WASHINGTON — Former Senate Banking Committee Chairman Richard Shelby said Monday that he will retire when his term expires at the end of 2022.
The Alabama Republican served two separate stints as head of the committee, first from 2003 until 2007, and then again from 2015 to 2017.
“I have strived to influence legislation that will have a lasting impact — creating the conditions for growth and opportunity,” Shelby said in a press release. “I have two good years remaining to continue my work in Washington. I have the vision and the energy to give it my all.”
Shelby is the second senior Republican on the Senate Banking Committee to announce he will not seek reelection in 2022. Sen.
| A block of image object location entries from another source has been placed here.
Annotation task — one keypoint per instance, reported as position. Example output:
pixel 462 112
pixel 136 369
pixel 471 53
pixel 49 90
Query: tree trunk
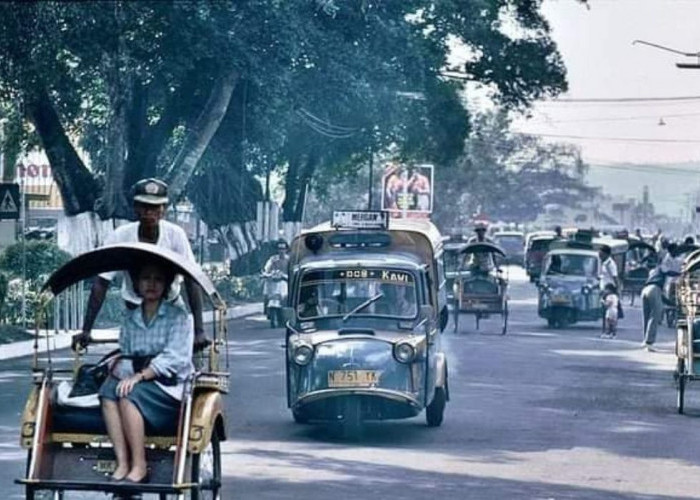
pixel 78 188
pixel 115 201
pixel 200 135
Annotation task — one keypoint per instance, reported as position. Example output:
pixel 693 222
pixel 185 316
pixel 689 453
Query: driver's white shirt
pixel 608 273
pixel 170 236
Pat Toomey, R-Pa., the current ranking member of the committee, said in October that he will retire from the Senate as well.
Shelby has been a reliable voice in the Senate against government intervention in the financial services industry.
He opposed the bank bailout in 2008 and introduced legislation in 2015 to substantially roll back the Dodd-Frank Act. The legislation would have narrowed the scope of the Federal Reserve’s new supervisory powers for large banks by raising the asset threshold for “systemically important” banks from $50 billion to $500 billion. The threshold was ultimately raised to $250 billion in the 2018 regulatory relief law authored by Shelby’s successor as chairman, Sen. Mike Crapo, R-Idaho.
Shelby was first elected to the U.S. Senate in 1986 as a Democrat, but switched parties in 1994.